Неожиданно Саманте пришло в голову, что хотя они с Шоном разыгрывают из себя людей, связанных чем-то большим, нежели обычная дружба, она чувствует себя с ним в публичном месте вполне комфортно. Тем более Шон на серьезном разговоре не настаивал, в результате чего их общение свелось к вполне безобидной беседе о здешнем житье-бытье. Через некоторое время, однако, у нее появилось ощущение, что его интересовал не ее банальный треп, а то, что она пыталась под завесой банальных фраз от него утаить.

Спустя час или полтора Шон удалился, пообещав вернуться и прихватив с собой бутылку, за которую заплатил заведению. Без сомнения, он взял бутылку с собой, чтобы не афишировать тот факт, что за время их довольно продолжительного сидения за столиком уровень жидкости в ней остался практически без изменений. Саманта же вернулась в бар донельзя довольная тем, что этот двусмысленный разговор наконец закончился.

Чуть позже в салуне появился Тоби, правда, на короткое время. Присоединившись к спутникам Саманты, он выпил вместе с ними и посмеялся над их шутками.

Саманта, однако, не могла отделаться от чувства, что он тоже явился в салун на разведку— исподволь поглядывал на дверь, как и она, и чего-то или кого-то ждал.

Что ж, она тоже ждала, тем более до конца рабочей смены оставалось еще некоторое время.

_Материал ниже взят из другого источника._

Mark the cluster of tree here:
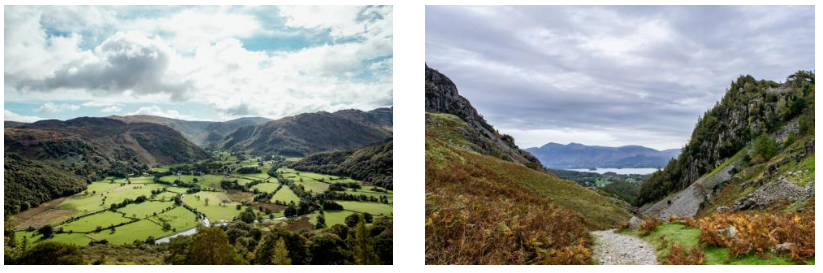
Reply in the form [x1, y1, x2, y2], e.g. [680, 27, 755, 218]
[636, 71, 814, 205]
[166, 212, 392, 265]
[329, 182, 360, 192]
[237, 167, 263, 174]
[291, 141, 393, 189]
[3, 153, 88, 214]
[109, 195, 148, 211]
[323, 191, 389, 204]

Когда «Трейлз-Энд» закрылся наконец на ночь и Лола, Мэгги, Хелен и Саманта направились к отелю, Саманта вертела головой по сторонам, с надеждой вглядываясь в те места, где тени лежали особенно густо.

Но Мэтт так и не объявился, и оставшейся в одиночестве Саманте ничего не оставалось, как пожелать девушкам спокойной ночи, когда они добрались до гостиницы и стали расходиться по комнатам.

Теперь, когда раннее утреннее солнце позолотило стоявшую у нее в номере старую обшарпанную мебель, Саманта гнала прочь от себя мысли о любви и прошлых любовных утехах. Вместо этого она решила трезво проанализировать ситуацию.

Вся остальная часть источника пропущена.